Superannuation is the primary means by which Australians save for retirement. While enjoying any benefits of good investment may seem to be in the distant future, your future self will undoubtedly be thankful for any improvements you may make to your investment strategy. Here are answers to a few of the most commonly asked superannuation questions.
Are you eligible for superannuation?
If you are over 18 years old and earning more than $450 a month then you are eligible for superannuation. It does not matter if you are a full time, part time, casual or even temporary resident in Australia. Australian employers are required to pay 9.5% in superannuation on top of your gross salary and wages.
How can I access my superannuation?
You can access your superannuation when you retire or leave the country permanently. You may be able to access your superannuation earlier:
- on compassionate grounds;
- if you are in severe financial hardship;
- if you have a terminal medical condition; or
- if you are temporarily or permanently incapacitated.

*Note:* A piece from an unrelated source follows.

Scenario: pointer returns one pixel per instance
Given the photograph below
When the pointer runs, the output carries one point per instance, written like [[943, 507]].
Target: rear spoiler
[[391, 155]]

Please follow this link for more information.
Picking a superannuation account
Every employer in Australia is required to have a default superannuation account. As an employee, you can opt for that superannuation to be put into an account of your choosing or the ‘default’ account chosen by your employer.
While opting for your superannuation to be put in the default account may seem like less of a hassle, it’s important to consider the best fund for you. Small differences in fees or investment performance may result in significant material differences in your eventual wealth. The fees paid on your total superannuation balance may double between accounts and differences in potential returns may differ by 2%. While that may sound minimal, each 1% lost from annual superannuation return, whether that is from higher fees or worse returns, reduces your balance by about 20% over 30 years.